What to do today, before AP2 is universal
You do not need to wait for AP2 to start operating agentically. Three concrete steps:
Issue agent-specific virtual cards. When a new agent is deployed (a code assistant, a procurement bot, a marketing automation), issue it a dedicated virtual card. Tag the card with the agent name. Every transaction is automatically attributed.
Set tight merchant allow-lists.

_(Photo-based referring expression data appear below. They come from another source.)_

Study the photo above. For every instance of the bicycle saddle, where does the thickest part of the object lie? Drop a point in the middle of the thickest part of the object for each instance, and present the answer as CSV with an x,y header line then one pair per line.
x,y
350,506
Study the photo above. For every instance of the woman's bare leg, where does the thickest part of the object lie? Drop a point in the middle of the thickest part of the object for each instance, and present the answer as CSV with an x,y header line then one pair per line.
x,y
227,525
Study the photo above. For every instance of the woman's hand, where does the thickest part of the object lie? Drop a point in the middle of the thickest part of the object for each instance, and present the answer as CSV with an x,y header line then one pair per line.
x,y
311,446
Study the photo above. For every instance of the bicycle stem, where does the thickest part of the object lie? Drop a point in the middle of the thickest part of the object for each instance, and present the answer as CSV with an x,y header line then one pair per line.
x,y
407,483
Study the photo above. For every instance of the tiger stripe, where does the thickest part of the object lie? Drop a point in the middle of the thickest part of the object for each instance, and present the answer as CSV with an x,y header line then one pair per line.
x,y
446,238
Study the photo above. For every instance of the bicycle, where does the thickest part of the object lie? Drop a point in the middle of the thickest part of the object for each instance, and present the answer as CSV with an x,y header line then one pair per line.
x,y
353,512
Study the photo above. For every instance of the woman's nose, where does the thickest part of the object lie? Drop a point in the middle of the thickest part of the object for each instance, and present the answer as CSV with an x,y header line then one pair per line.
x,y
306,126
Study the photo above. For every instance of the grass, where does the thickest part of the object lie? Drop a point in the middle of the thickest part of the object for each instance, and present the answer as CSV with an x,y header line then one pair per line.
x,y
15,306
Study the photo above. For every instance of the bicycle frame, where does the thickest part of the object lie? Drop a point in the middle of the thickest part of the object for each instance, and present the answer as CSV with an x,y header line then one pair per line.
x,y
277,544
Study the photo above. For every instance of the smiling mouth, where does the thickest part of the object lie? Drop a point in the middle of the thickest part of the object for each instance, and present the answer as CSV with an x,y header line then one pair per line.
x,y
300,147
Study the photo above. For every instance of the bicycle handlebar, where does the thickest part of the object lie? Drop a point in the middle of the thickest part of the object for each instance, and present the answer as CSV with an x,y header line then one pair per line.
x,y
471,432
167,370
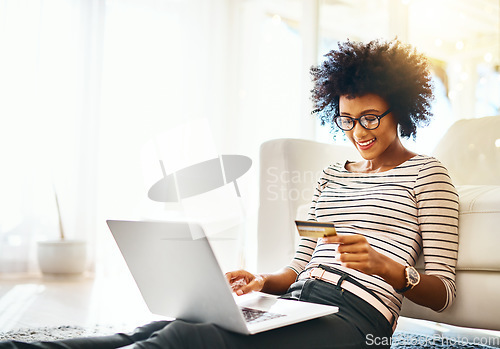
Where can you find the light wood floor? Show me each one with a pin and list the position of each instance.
(30, 301)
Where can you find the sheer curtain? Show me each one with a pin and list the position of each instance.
(85, 84)
(47, 70)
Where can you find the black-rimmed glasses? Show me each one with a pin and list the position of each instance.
(368, 121)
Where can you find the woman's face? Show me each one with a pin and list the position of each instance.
(371, 144)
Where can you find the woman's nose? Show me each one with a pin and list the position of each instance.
(358, 131)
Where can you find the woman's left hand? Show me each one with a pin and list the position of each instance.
(355, 252)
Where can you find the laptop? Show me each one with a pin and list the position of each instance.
(178, 276)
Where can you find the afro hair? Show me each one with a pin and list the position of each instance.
(391, 70)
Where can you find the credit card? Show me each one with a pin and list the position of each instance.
(313, 229)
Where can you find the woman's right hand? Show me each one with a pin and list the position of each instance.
(241, 281)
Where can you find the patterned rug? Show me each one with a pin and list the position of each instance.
(400, 340)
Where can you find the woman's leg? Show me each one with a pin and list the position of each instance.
(352, 327)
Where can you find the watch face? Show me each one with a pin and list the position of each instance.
(413, 276)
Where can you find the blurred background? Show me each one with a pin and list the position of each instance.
(87, 85)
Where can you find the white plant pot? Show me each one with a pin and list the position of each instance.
(62, 257)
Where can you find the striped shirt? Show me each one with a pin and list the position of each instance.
(402, 212)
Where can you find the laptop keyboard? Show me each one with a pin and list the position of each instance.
(255, 315)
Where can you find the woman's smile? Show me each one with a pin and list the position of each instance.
(365, 145)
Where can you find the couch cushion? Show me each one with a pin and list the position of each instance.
(479, 228)
(470, 150)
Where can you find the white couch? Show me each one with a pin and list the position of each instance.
(289, 169)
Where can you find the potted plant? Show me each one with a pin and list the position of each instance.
(62, 256)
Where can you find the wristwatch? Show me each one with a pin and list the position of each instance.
(412, 279)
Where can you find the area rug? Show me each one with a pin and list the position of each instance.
(400, 340)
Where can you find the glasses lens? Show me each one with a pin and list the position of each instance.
(369, 121)
(345, 123)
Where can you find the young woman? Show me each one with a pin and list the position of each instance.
(388, 209)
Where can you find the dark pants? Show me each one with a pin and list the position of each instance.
(355, 325)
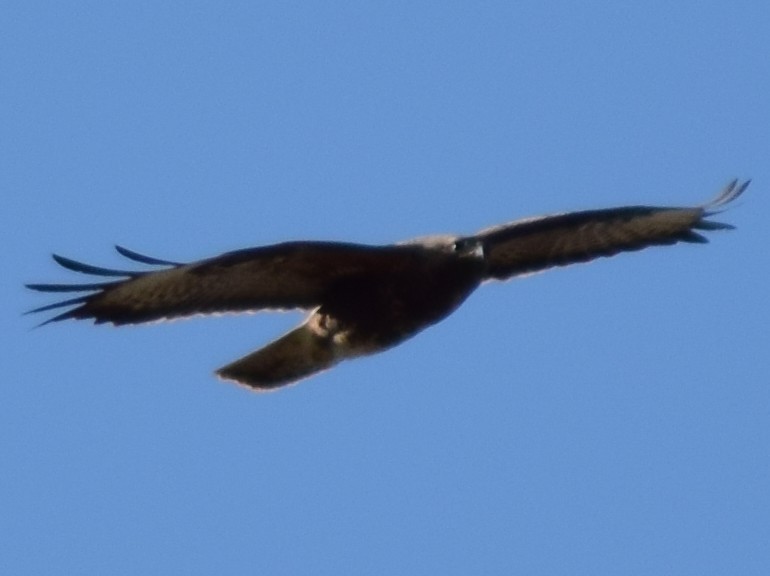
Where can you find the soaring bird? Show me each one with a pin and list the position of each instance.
(365, 299)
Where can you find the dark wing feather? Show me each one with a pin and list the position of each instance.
(288, 275)
(536, 244)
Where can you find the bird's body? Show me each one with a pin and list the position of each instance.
(365, 299)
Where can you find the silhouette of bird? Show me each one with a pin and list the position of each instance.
(365, 299)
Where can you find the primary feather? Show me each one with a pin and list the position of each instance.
(365, 299)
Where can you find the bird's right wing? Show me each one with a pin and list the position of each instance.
(281, 276)
(535, 244)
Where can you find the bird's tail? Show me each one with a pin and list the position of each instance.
(292, 357)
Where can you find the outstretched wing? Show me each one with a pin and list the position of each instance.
(535, 244)
(281, 276)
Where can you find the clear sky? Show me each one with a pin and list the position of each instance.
(612, 418)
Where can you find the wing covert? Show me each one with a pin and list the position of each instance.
(535, 244)
(280, 276)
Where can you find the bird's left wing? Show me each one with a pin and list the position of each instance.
(535, 244)
(281, 276)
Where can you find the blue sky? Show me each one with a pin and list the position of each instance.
(612, 418)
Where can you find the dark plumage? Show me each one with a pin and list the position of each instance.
(365, 299)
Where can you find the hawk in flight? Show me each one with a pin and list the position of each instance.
(365, 299)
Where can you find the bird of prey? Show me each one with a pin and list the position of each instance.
(365, 299)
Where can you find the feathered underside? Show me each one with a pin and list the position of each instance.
(536, 244)
(365, 298)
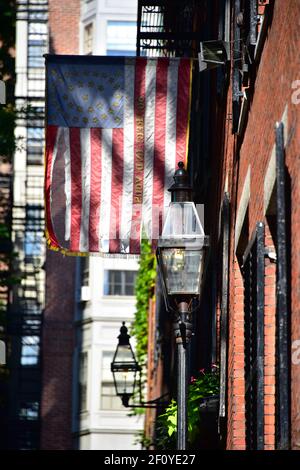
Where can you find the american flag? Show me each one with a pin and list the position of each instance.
(116, 128)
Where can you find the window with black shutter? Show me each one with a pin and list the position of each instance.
(253, 276)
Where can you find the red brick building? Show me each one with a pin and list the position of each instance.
(244, 164)
(58, 322)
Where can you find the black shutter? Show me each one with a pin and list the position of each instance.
(283, 366)
(253, 274)
(224, 306)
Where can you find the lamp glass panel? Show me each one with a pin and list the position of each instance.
(182, 270)
(182, 219)
(125, 368)
(125, 381)
(124, 354)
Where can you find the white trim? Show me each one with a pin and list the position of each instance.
(270, 176)
(243, 205)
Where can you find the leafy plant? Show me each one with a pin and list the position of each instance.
(206, 384)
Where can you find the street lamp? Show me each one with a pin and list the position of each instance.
(180, 256)
(126, 373)
(124, 367)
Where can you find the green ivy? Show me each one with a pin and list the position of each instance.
(144, 291)
(205, 385)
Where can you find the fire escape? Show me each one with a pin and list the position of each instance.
(27, 303)
(168, 28)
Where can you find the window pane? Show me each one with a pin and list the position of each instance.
(121, 37)
(29, 410)
(83, 369)
(30, 350)
(119, 282)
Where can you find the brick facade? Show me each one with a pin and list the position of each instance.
(271, 90)
(58, 324)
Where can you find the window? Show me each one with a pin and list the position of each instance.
(85, 270)
(88, 39)
(253, 275)
(34, 231)
(109, 399)
(83, 371)
(119, 282)
(37, 44)
(30, 350)
(29, 411)
(121, 38)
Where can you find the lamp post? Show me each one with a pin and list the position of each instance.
(180, 255)
(124, 367)
(125, 370)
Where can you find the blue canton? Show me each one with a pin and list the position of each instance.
(83, 95)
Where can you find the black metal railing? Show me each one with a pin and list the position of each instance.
(167, 28)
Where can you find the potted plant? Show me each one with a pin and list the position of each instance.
(203, 400)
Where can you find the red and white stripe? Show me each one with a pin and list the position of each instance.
(101, 171)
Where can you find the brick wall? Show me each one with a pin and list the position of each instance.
(57, 353)
(64, 26)
(272, 92)
(58, 330)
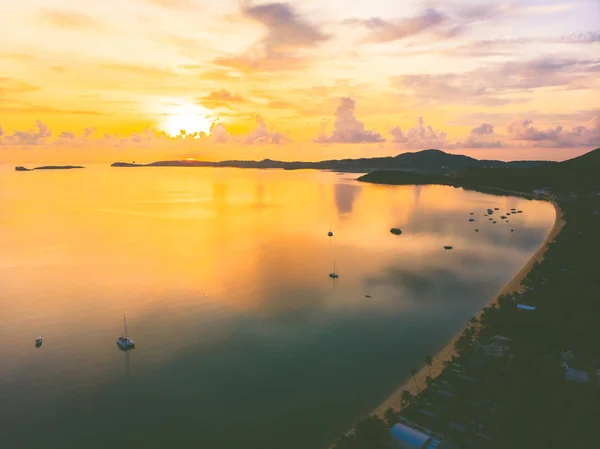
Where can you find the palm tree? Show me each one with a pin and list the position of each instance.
(429, 362)
(414, 373)
(428, 380)
(406, 397)
(391, 417)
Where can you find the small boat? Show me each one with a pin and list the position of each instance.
(333, 275)
(124, 342)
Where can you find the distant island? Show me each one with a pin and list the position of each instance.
(430, 161)
(580, 173)
(48, 167)
(527, 361)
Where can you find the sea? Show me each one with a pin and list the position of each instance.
(242, 337)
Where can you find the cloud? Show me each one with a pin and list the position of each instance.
(37, 136)
(490, 84)
(557, 136)
(34, 109)
(444, 22)
(347, 128)
(137, 70)
(280, 104)
(262, 134)
(71, 20)
(286, 34)
(173, 4)
(13, 85)
(220, 98)
(421, 136)
(219, 133)
(581, 38)
(482, 136)
(388, 31)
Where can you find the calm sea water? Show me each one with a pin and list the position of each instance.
(242, 338)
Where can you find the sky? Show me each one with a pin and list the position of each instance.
(297, 80)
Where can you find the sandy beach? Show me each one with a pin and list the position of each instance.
(394, 400)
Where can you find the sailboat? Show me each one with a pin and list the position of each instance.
(333, 275)
(124, 341)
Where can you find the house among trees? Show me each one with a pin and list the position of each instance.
(405, 437)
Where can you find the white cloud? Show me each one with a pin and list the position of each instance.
(421, 136)
(347, 128)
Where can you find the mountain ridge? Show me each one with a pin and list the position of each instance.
(430, 160)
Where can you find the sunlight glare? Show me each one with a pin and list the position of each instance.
(187, 117)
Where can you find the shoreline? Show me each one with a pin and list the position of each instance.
(448, 351)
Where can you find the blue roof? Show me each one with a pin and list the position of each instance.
(409, 435)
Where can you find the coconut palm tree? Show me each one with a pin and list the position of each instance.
(414, 372)
(429, 362)
(428, 381)
(406, 398)
(391, 417)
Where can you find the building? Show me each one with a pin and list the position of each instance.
(405, 437)
(578, 376)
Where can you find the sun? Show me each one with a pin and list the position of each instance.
(186, 117)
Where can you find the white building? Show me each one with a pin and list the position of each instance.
(404, 437)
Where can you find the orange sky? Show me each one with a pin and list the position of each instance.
(300, 80)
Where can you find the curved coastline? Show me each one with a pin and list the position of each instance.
(394, 400)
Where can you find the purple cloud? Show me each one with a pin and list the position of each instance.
(388, 31)
(445, 24)
(38, 136)
(489, 85)
(286, 32)
(557, 136)
(347, 128)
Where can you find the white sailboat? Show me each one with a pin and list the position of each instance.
(333, 275)
(124, 341)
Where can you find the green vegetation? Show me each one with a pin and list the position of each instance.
(507, 387)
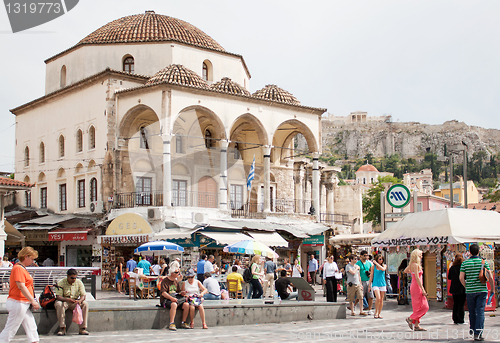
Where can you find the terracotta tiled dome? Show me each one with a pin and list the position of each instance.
(226, 85)
(273, 92)
(150, 27)
(178, 75)
(367, 167)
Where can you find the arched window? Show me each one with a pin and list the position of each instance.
(61, 146)
(205, 72)
(63, 76)
(179, 148)
(93, 189)
(26, 157)
(79, 141)
(237, 154)
(128, 65)
(208, 139)
(91, 138)
(42, 152)
(144, 137)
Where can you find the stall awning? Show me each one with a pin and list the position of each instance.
(224, 238)
(69, 234)
(270, 239)
(177, 233)
(12, 234)
(355, 239)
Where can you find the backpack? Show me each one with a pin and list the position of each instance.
(247, 275)
(47, 298)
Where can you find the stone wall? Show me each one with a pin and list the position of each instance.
(409, 139)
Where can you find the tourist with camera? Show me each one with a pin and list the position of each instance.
(364, 269)
(354, 286)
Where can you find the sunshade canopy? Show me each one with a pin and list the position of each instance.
(448, 226)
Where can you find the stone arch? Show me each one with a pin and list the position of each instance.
(41, 177)
(284, 134)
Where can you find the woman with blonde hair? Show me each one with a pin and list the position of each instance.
(419, 301)
(256, 275)
(119, 274)
(21, 299)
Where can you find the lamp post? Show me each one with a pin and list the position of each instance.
(449, 158)
(456, 149)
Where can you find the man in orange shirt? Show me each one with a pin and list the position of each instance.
(21, 298)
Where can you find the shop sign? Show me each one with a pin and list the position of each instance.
(129, 224)
(125, 239)
(67, 237)
(314, 240)
(37, 235)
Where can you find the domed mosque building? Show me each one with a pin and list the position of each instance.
(148, 114)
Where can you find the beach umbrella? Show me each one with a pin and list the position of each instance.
(158, 248)
(251, 247)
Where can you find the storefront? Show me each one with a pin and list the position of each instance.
(123, 235)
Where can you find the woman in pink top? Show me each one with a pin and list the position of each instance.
(419, 301)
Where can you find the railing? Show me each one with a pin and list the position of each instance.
(335, 218)
(43, 276)
(251, 210)
(135, 199)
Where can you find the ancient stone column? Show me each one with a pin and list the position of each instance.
(267, 178)
(223, 175)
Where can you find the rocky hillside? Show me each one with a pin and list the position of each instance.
(407, 139)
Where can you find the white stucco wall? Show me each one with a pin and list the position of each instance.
(148, 60)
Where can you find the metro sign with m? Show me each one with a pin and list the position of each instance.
(398, 196)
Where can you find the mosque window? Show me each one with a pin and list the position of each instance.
(208, 139)
(144, 138)
(61, 146)
(26, 157)
(42, 152)
(205, 72)
(79, 141)
(63, 76)
(92, 138)
(128, 65)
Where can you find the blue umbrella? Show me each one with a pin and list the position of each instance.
(157, 248)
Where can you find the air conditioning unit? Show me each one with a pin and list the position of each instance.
(200, 218)
(154, 214)
(96, 206)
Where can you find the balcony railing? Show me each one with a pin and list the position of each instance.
(250, 210)
(135, 199)
(335, 218)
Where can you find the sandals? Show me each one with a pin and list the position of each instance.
(409, 321)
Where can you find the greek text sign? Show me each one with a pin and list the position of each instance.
(398, 196)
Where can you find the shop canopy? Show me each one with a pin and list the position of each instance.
(270, 239)
(448, 226)
(223, 238)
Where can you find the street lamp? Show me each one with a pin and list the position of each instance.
(449, 158)
(456, 149)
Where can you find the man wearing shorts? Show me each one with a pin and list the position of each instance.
(171, 297)
(354, 286)
(364, 270)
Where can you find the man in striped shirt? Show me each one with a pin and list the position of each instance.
(476, 292)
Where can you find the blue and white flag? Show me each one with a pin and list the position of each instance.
(251, 175)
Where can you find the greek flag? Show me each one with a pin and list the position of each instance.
(251, 175)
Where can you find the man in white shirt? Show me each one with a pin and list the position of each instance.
(212, 286)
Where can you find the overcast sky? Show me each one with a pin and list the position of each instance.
(428, 60)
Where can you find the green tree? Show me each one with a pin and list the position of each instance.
(371, 200)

A documentation agent might only need access to OpenAI, Anthropic, and Pinecone. A research agent might need search APIs and a small list of data vendors. Never give an agent a general-purpose card. The blast radius of a hijacked agent is the blast radius of its card.
Set hard velocity limits. Not just per-day amount, but per-hour transaction count. A reasonable agent does not submit 100 transactions in an hour. If yours does, the agent is broken or compromised, and the card should auto-pause.
The contrarian take
Most "agentic payments" coverage in 2026 imagines a future where AI agents do everything from booking flights to negotiating supplier contracts. That future will come, but not soon. The agents shipping today are narrow: code copilots, content generators, support automation, basic research. Their financial footprint is small individual transactions to a small set of vendors.
The right finance posture today is to operationalize the small case well, not to architect for the imagined enterprise scenario. Get one card per agent, tight allow-lists, velocity caps, and clear audit attribution. Then expand as the agent population grows and the protocols mature.
What we are building
At FlyExpense, every virtual card can be tagged as an agent card with a structured mandate (subject, merchants, MCC categories, per-transaction limit, daily cap, hourly velocity cap, expiry). We export an AP2-compatible mandate representation for issuers that support it, and fall back to internal enforcement for those that do not. Every transaction is attributed in the audit log to the agent and the human principal who issued the mandate.
The goal is not to make agentic payments magical. It is to make them as boring and observable as a corporate card. That is what production finance looks like.